An inveterate beachcomber, Jenn first thought the small round object she spotted on a stretch of Ellwood Beach in April was a bottle cap. She and her children often collect trash as well as tidal treasures as they stroll the beaches below the residences at Santa Barbara Shores. When she picked it up, its weight told her this was no ordinary piece of trash.
As she brushed it off, she realized it was a white gold wedding band. Inside was an unusual inscription: “my love, my life, my lobster.” These sentiments would lead, through the power of Internet sharing and at least one more lucky human connection, to the owner who lost the ring nearly two years before. It had slipped from his finger about 250 feet from where Jenn plucked it from the sand.
“My first thoughts were ‘I wonder whose this is’ and ‘wouldn’t it be cool to find the owner,'” she recalled. Posting a photograph of the ring and an appeal to help find the owner on her Facebook page launched the search. She quoted the inscription and wondered if it might belong to a lobster fisherman. “Pass it along friends! Let’s stoke someone out and return it!” she urged.
Jenn, who works as a UC Santa Barbara community housing coordinator, estimated that within two days the post had around 1,000 shares, and that rose to more than 20,000 at two weeks. By then the band had returned to its original wearer, Greg Lindsay of Ojai.
Lindsay and his wife, Sarah, who were strangers to the Birchims, had almost missed the news that his ring, lost during a beach party in 2012, had been recovered in Goleta. Sarah teaches in Ventura and initially heard about the search at work from a substitute teacher. From the inscription Sarah knew it was Greg’s band, one that she had had engraved.
Four days after the original post, the two families met, and the band was restored to its owner. The Birchims were thanked with a bouquet of flowers. However, if that part-time school colleague had not been present to share the Facebook information with Sarah, this story might not have ended so happily or so quickly.
The ring’s speedy return after its discovery pales in comparison with the lightning recovery of John Birchim’s own misplaced wallet about a year before. As Jenn recounts it, she and two of her four children were on their way to see her parents in San Francisco when they stopped in Paso Robles for refreshments. John, who is a self-employed woodworker, had remained behind to fill some orders.
Jenn’s iPhone rang, and it was her husband with bad news: His wallet with all his cash and credit and identity cards was likely under the seat of her vehicle. “I checked, and it was there,” she recalled. “I thought it would be crazy to turn around at that point.”

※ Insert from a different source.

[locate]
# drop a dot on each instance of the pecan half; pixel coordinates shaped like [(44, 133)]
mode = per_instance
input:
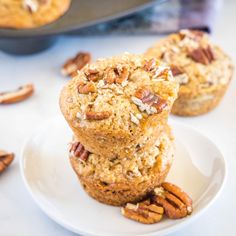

She decided that with so many friends who regularly travel to and from the Bay area, she would try to reach one via Facebook who might serve as a courier. Even Jenn thought it was a long shot. Incredibly, “within half an hour we found friends driving back from San Jose to Santa Barbara” who agreed to meet her at a Starbucks in King City, she said. Texting nailed down the logistics.
“It was raining, so we didn’t even get out of our cars,” Jenn said, describing how the cars aligned in the parking lot to pass the precious cargo through their windows. After resuming their separate journeys, “The wallet was delivered to John within four hours. It was amazing,” she concluded with a big smile.
The Birchims’ happy social media experiences hinged on other people being in the right spot to aid a friend or, in the case of the wedding band, at least willing to share a message. “Those are positive uses of social media,” Jenn said, adding that her favorite reading is the Huffington Post‘s Good News section, where many such stories may be found.
Jenn’s personal high point, she told me, was when the wedding band story, which appeared on national television and in various print media, was carried in the HuffPost. “That was really exciting,” she said with a grin.
Vic Cox grew up in Santa Barbara and, with his wife, has lived in Goleta for the past 30 years.